CIM Group is spearheading the redevelopment of The Gulch, a sea of asphalt next to Mercedes-Benz Stadium, into a project called Centennial Yards.

Last week, CIM filed an application to begin the second residential phase of the project, which will include 234 residential units over retail and two levels of below-street parking.

Carter, which has been revitalizing the area next to the former Turner Field stadium in a project called Summerhill, also filed an application to begin the second phase of 513 Hank Aaron Drive, a six-story apartment building with ground-floor retail.

“The Mitchell Street corridor from where Newport is to where the Reverb [hotel] is going to be is the very first real place where people will be able to hang out before and after games,” said Brian McGowan, the president of Centennial Yards Co., the local firm backed by CIM spearheading the project. 

Downtown Atlanta has largely been left behind in the overall resurgence of the city of Atlanta this past decade. That spark began in Midtown and has led to a wave of redevelopment and adaptive reuse, reversing the trend of companies and residents moving to Metro Atlanta’s suburbs in the latter half of the 20th century. 
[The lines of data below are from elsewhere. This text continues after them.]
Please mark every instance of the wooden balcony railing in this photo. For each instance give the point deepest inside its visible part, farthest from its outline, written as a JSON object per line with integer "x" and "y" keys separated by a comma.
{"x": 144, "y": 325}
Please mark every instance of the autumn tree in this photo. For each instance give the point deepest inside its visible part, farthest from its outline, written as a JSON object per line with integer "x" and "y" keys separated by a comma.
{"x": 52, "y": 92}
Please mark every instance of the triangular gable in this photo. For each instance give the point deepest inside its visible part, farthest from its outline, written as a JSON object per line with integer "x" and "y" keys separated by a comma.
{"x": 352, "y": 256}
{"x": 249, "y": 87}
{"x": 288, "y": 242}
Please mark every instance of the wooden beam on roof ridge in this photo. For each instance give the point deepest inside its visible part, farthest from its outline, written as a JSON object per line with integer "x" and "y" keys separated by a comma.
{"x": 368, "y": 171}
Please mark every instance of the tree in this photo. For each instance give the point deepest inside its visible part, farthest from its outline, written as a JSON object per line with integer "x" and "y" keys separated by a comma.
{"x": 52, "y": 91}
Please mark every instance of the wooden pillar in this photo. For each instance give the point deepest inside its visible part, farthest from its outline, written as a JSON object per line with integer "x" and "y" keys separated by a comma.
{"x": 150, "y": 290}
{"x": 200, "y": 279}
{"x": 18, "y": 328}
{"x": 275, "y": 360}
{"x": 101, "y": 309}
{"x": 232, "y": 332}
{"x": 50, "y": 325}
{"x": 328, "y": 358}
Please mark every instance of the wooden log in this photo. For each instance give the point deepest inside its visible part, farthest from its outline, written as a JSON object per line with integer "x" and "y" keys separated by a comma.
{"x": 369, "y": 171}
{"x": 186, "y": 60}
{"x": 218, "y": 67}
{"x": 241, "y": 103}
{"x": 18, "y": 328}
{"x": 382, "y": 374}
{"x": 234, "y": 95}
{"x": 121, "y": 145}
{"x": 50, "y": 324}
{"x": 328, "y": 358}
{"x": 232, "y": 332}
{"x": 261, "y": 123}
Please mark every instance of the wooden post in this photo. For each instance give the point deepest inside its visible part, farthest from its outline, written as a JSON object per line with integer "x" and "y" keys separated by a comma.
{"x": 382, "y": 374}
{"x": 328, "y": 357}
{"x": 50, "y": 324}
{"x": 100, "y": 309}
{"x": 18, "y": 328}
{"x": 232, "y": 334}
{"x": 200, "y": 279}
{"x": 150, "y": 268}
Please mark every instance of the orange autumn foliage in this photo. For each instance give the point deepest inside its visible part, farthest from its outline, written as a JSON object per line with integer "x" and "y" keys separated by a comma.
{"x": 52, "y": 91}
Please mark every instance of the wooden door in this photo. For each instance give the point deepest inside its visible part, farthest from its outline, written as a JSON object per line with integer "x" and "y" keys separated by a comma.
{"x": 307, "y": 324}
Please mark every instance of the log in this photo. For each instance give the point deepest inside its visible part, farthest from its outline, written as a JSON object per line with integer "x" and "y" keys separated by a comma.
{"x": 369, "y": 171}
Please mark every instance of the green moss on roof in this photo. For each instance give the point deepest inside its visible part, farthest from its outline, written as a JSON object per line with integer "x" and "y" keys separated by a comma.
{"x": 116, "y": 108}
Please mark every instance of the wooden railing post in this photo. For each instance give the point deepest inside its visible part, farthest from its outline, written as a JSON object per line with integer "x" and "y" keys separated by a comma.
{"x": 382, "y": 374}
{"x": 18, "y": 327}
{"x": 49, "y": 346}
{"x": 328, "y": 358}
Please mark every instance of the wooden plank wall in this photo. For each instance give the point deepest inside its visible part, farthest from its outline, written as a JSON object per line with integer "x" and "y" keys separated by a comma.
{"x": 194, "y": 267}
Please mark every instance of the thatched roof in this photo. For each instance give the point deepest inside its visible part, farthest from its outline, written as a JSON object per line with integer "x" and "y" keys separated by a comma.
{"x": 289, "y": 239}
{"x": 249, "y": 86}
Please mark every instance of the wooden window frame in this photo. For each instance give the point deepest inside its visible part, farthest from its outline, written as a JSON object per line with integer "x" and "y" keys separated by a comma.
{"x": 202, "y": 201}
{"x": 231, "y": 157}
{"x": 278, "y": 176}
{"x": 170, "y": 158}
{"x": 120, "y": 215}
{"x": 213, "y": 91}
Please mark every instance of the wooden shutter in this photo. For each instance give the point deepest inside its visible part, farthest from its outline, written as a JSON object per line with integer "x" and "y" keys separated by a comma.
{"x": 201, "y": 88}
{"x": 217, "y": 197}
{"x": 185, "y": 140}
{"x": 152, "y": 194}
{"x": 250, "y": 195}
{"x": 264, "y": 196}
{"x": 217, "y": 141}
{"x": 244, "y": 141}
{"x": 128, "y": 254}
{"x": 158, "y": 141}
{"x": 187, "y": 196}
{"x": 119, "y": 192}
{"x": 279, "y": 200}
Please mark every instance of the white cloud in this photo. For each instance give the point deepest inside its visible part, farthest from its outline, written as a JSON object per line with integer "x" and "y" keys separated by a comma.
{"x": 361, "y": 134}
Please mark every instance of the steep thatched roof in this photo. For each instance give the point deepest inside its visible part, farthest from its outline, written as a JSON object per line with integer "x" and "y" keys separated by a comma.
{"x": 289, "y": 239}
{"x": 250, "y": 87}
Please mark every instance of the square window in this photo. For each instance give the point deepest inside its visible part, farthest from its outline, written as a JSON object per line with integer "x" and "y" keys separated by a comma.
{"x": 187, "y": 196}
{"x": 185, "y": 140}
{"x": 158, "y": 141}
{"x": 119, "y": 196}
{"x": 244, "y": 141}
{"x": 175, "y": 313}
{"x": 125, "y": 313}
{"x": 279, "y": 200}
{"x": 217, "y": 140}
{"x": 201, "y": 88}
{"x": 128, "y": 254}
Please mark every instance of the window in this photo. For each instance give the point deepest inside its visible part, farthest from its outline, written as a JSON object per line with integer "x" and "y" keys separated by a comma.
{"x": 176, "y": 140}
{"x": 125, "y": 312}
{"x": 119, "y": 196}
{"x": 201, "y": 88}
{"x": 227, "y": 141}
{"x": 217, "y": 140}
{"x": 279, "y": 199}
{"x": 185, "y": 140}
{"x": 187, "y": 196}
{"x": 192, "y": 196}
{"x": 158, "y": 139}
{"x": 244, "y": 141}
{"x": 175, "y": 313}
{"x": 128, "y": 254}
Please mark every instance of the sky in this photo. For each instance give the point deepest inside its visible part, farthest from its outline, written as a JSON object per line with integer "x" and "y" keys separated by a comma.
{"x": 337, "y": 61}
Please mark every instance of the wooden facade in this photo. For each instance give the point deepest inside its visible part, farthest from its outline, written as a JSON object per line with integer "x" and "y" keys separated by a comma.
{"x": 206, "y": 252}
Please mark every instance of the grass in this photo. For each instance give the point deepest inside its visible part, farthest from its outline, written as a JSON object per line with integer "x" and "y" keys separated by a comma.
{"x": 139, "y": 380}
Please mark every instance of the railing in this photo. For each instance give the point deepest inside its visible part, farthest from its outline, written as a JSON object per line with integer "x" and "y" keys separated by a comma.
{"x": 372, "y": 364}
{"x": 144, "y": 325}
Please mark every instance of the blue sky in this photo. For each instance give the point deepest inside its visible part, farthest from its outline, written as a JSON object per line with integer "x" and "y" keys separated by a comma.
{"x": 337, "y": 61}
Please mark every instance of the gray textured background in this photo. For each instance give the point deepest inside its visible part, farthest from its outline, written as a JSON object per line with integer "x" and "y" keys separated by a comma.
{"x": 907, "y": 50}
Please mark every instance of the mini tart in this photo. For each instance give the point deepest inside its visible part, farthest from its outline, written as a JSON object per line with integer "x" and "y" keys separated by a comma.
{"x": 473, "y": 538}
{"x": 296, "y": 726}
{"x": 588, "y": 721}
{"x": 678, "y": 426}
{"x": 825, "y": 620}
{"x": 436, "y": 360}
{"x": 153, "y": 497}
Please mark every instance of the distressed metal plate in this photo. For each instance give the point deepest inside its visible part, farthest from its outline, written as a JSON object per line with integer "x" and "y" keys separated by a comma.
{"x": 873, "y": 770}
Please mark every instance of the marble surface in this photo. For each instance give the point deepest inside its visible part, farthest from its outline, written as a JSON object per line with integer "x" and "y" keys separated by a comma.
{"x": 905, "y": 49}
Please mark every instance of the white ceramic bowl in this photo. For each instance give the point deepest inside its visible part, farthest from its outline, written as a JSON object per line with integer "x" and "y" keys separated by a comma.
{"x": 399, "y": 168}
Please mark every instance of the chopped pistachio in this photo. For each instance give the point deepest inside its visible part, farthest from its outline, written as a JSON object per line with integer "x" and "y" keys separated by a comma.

Newport, CIM and Carter's focus for the first wave of new projects in Downtown is on residential, in the hopes of it creating a 24-hour population that will drive business to the retail and other commercial developments, McGowan said.

“It's not rocket science. If you want to revitalize Downtown Atlanta you need to get people living in Downtown Atlanta,” he said. "That's what happened to Midtown."